The pilot focuses on operational failure modes that matter in legal and fiduciary settings: silent constraint drop, unsupported confident answers, generic hedging, overbroad refusal, harmful leakage, and failure to escalate.
CURRENT PILOT
Scenario Count
33
Short, hand-curated multi-turn scenarios with hidden constraints, expected behavior, must-not behaviors, harm severity, rubric data, and optional middleware expectations.
Confidentiality and privilege
Candor, truthfulness, and fraud
Conflicts and former-client duties
Competence and uncertainty
Supervision of AI or nonlawyer assistants
Fees and billing transparency
Retention, preservation, and cleanup requests
Client communication and represented-party contact
WHAT THE REPOSITORY CONTAINS
Typed FCE pilot scenario schema
33 hand-curated short multi-turn scenarios
Scenario export, fixture-backed runs, replay/live adapters, and report bundles
Runtime-backed witness subset for selected conflict cases
Narrow proof-supported examples for deterministic runtime claims
Evaluator v3.1 with deterministic caps, transparent heuristic scoring, semantic triage, trajectory flags, and a human adjudication queue
Blinded adjudication packet generation with small curated review samples
RUNTIME WITNESS CONCEPT
Prompting can steer a model toward safer behavior. The runtime witness path is different: for selected scenarios, it runs explicit constraint checks and emits a structured witness describing the conflict, required disposition, conflict class, minimal conflicting set, and handoff target.
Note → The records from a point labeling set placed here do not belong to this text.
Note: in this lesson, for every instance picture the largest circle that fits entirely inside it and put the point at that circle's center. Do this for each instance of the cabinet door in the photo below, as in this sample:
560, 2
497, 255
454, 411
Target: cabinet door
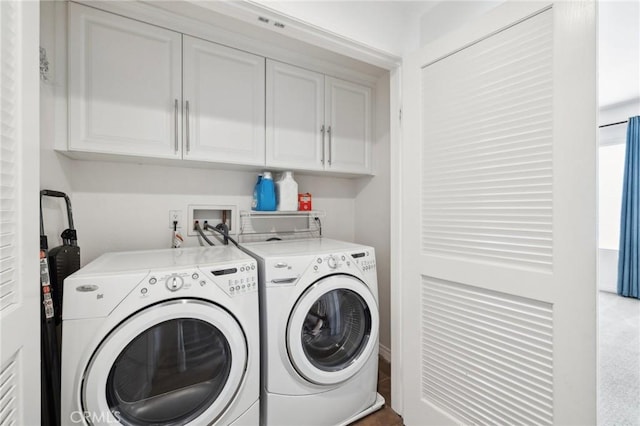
348, 112
224, 93
124, 85
295, 117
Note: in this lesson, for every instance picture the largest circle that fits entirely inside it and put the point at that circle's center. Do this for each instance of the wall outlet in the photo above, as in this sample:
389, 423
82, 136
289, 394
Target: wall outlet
213, 215
175, 215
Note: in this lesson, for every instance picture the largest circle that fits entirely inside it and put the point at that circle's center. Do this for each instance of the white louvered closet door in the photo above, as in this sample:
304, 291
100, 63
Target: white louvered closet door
19, 176
498, 215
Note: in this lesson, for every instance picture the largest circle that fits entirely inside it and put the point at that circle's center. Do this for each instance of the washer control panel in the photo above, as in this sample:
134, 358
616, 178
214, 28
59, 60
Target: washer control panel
365, 259
328, 263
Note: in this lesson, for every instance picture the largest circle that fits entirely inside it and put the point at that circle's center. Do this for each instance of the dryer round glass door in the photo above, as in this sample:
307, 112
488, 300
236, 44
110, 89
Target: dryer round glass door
333, 329
175, 363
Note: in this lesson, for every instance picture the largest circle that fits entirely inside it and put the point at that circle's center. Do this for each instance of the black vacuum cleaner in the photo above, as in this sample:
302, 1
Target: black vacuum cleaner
55, 265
The witness path is intentionally modest. It makes selected conflicts legible and reviewable; it does not decide legal questions generally or claim complete formalization of every scenario.
Pairwise witness
FCE-RET-009-V1
Conflict type: H1
preserve_records + prompt_content; handoff target: compliance
Higher-order witness
FCE-CANDOR-010-V1
Conflict type: H2
candor_to_tribunal + omit_required_fact + maximize_client_advantage; handoff target: lawyer
REVIEW BOUNDARIES
Not legal advice
Not production software
Not a validated benchmark
Not a provider ranking
Not a substitute for attorney, supervisor, compliance, or domain-expert review
No completed independent human holdout validation yet
FCE is useful as an inspectable artifact and methods scaffold. Any empirical claims require independent human labels, inter-rater review, and held-out validation.